His worst doubt was the doubt of himself. And in this quite undignified wavering he remained, envying equally Rabbi Kassebaum’s public scoffing at all religion and the thundering certainties of the cover-to-cover evangelicals. He who each Sunday morning neatly pointed his congregation the way to Heaven was himself tossed in a Purgatory of self-despising doubt, where his every domestic virtue was cowardice, his every mystic aspiration a superstitious mockery, and his every desire to be honest a cruelty which he must spare Bess and his well-loved brood.
He was in this mood when the Reverend Elmer Gantry suddenly came, booming and confident, big and handsome and glossy, into his study, and explained that if Frank could let him have a hundred dollars, Elmer, and presumably the Lord, would be grateful and return the money within two weeks.
The sight of Elmer as a fellow pastor was too much for Frank.
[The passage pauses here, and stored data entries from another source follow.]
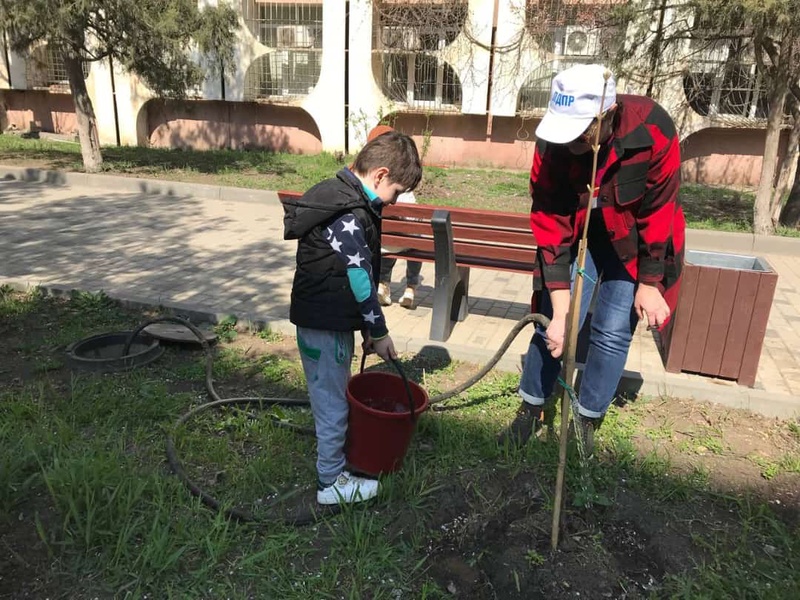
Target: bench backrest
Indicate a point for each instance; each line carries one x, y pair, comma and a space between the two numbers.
481, 238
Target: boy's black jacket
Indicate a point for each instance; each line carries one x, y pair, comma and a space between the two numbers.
321, 294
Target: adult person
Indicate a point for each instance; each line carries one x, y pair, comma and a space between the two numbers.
635, 241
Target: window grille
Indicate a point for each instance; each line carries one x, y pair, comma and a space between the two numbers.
723, 79
567, 33
293, 32
408, 42
45, 69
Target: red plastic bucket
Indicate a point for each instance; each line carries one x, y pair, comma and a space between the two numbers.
380, 425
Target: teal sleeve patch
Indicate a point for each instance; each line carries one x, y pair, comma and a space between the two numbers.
360, 283
312, 353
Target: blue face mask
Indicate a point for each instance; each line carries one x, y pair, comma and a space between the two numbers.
371, 195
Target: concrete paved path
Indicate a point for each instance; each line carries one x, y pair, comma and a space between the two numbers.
198, 248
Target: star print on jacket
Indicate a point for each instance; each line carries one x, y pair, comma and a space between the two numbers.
347, 240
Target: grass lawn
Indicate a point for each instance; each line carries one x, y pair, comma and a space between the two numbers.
491, 189
684, 500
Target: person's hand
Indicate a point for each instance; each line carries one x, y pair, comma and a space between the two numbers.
384, 347
366, 343
555, 336
649, 301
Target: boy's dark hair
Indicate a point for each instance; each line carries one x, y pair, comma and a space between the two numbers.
395, 151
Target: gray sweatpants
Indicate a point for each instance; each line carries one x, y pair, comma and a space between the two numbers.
326, 357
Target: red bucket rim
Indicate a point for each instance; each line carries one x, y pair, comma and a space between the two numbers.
419, 409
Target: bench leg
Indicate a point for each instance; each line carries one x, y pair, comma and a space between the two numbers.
451, 292
450, 303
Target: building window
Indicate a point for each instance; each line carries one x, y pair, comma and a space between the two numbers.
723, 80
45, 69
408, 60
293, 32
567, 33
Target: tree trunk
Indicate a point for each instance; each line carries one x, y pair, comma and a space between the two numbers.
790, 215
787, 172
762, 217
84, 111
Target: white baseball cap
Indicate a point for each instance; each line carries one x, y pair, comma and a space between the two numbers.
574, 102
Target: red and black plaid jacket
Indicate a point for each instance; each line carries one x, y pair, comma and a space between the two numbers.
638, 197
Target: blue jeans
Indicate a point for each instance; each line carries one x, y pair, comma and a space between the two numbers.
613, 324
326, 358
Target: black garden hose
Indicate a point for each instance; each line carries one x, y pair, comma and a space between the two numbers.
244, 515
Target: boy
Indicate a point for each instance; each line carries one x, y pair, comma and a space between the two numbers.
413, 267
338, 227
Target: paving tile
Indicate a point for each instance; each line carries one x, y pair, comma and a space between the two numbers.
231, 256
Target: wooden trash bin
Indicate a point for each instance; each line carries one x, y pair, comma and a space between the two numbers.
721, 318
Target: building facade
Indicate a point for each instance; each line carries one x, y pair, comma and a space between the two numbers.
469, 79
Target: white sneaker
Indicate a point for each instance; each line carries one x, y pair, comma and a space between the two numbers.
348, 489
407, 299
384, 294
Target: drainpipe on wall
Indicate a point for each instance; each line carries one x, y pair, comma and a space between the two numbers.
347, 77
8, 61
492, 49
114, 98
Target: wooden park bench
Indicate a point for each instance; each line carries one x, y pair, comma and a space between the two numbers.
455, 240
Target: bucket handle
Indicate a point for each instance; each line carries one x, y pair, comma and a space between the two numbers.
402, 373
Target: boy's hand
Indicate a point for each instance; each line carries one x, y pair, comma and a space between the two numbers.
366, 344
384, 348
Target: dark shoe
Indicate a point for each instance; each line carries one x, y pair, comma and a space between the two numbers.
584, 431
528, 420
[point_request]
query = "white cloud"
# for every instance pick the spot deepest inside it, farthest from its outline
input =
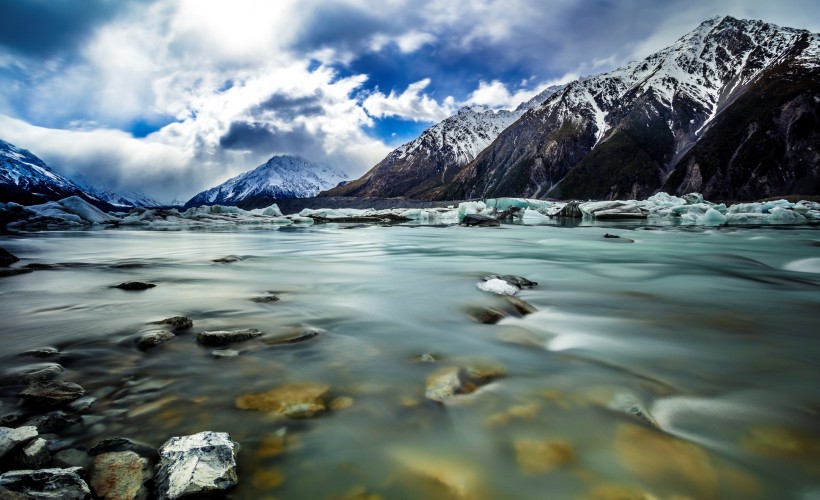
(410, 104)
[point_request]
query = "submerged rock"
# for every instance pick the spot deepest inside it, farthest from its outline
(178, 322)
(120, 475)
(224, 337)
(7, 258)
(196, 464)
(50, 394)
(60, 484)
(153, 339)
(135, 285)
(540, 457)
(296, 400)
(12, 438)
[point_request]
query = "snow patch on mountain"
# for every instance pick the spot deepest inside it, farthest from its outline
(281, 177)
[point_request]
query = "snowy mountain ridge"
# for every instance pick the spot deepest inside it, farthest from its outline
(280, 177)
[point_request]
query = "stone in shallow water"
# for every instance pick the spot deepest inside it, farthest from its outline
(178, 322)
(153, 339)
(666, 461)
(297, 400)
(196, 464)
(540, 457)
(120, 475)
(60, 484)
(11, 438)
(50, 394)
(224, 337)
(135, 285)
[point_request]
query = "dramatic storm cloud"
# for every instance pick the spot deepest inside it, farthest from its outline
(173, 96)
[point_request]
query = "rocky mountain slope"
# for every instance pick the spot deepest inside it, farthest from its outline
(422, 167)
(26, 179)
(281, 177)
(731, 109)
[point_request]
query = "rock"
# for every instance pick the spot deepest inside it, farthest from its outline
(40, 372)
(479, 220)
(223, 337)
(540, 457)
(71, 457)
(178, 322)
(570, 211)
(266, 298)
(297, 400)
(228, 259)
(12, 438)
(135, 285)
(523, 307)
(43, 352)
(60, 484)
(486, 316)
(341, 403)
(35, 455)
(292, 336)
(6, 258)
(6, 272)
(516, 281)
(224, 353)
(451, 479)
(123, 444)
(50, 394)
(56, 421)
(196, 464)
(658, 459)
(120, 475)
(153, 339)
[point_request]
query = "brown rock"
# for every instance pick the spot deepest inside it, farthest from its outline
(297, 400)
(540, 457)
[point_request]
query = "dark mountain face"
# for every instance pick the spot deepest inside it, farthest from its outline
(730, 109)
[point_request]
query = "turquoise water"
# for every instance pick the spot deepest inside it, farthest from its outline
(711, 333)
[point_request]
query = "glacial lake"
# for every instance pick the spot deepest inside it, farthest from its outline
(683, 364)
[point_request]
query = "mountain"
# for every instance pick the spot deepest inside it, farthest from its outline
(420, 168)
(282, 177)
(26, 179)
(118, 198)
(731, 110)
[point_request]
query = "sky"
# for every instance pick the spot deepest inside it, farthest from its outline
(170, 97)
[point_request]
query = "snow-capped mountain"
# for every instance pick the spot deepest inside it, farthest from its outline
(281, 177)
(730, 109)
(118, 198)
(420, 168)
(26, 179)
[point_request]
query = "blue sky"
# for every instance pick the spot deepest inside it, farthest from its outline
(173, 96)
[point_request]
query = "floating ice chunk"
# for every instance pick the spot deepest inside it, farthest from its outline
(498, 286)
(811, 265)
(470, 207)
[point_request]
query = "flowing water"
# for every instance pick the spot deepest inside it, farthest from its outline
(710, 333)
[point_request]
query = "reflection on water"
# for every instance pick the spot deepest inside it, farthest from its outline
(710, 334)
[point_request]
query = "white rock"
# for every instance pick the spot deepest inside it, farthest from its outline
(196, 464)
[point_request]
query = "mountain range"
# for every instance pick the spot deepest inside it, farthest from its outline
(730, 110)
(281, 177)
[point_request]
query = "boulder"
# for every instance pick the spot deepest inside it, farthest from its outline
(120, 475)
(12, 438)
(153, 339)
(296, 400)
(178, 322)
(60, 484)
(135, 285)
(224, 337)
(6, 258)
(195, 465)
(51, 394)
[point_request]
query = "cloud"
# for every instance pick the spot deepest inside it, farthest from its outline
(410, 104)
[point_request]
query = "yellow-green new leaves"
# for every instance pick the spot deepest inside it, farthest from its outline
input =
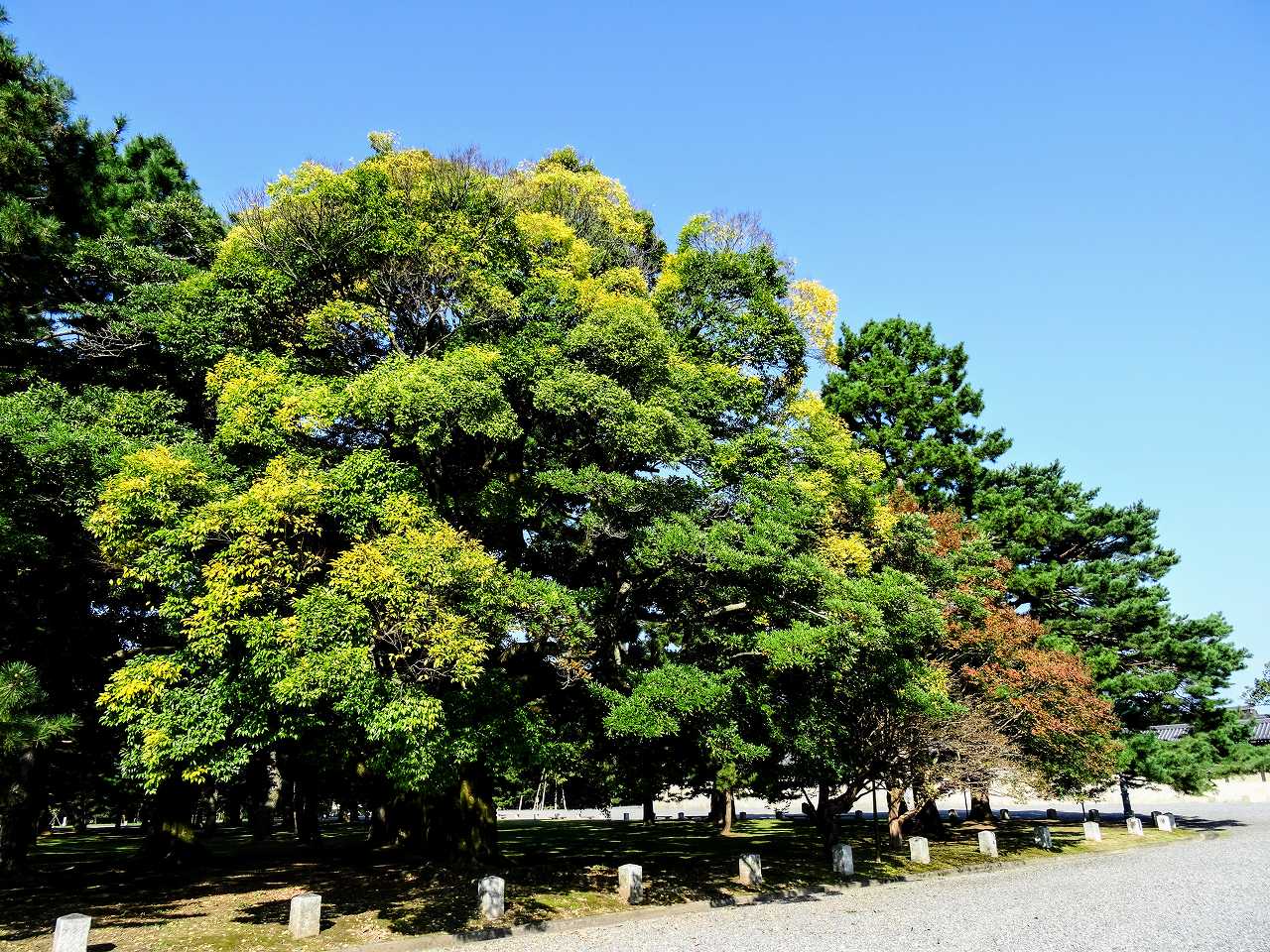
(261, 403)
(592, 204)
(435, 599)
(816, 311)
(429, 402)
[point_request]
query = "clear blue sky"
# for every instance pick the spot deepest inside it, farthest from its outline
(1080, 190)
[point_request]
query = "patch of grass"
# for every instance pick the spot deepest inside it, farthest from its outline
(238, 900)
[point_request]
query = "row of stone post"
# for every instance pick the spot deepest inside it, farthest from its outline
(70, 933)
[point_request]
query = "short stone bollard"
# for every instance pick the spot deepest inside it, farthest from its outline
(751, 870)
(920, 849)
(490, 890)
(987, 842)
(305, 919)
(843, 860)
(70, 933)
(630, 884)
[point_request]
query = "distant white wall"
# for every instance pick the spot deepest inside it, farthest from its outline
(1251, 788)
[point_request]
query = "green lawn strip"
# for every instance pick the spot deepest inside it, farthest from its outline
(553, 871)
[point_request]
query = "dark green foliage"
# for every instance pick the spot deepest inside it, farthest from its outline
(905, 395)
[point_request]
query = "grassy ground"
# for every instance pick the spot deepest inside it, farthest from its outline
(239, 898)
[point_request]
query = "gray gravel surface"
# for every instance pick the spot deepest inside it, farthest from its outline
(1207, 895)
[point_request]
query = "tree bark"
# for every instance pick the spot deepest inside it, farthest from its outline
(980, 806)
(172, 838)
(649, 809)
(716, 805)
(826, 816)
(19, 814)
(896, 810)
(1124, 796)
(929, 823)
(460, 824)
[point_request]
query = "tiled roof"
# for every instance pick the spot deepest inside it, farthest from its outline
(1176, 731)
(1261, 730)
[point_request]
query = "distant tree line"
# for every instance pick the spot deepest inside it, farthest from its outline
(429, 485)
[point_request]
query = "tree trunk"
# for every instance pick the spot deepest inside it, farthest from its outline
(729, 811)
(649, 809)
(896, 810)
(980, 806)
(826, 816)
(172, 837)
(19, 814)
(929, 823)
(308, 807)
(461, 824)
(263, 787)
(1124, 794)
(716, 805)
To get rid of him, he hastily gave Elmer the hundred he had saved up toward payment of the last two obstetrical bills, and sat afterward at his desk, his head between his lax hands, praying, “O Lord, guide me!”
He leapt up. “No! Elmer said the Lord had been guiding him! I’ll take a chance on guiding myself! I will—” Again, weakly, “But how can I hurt Bess, hurt my dad, hurt Father Pengilly? Oh, I’ll go on!”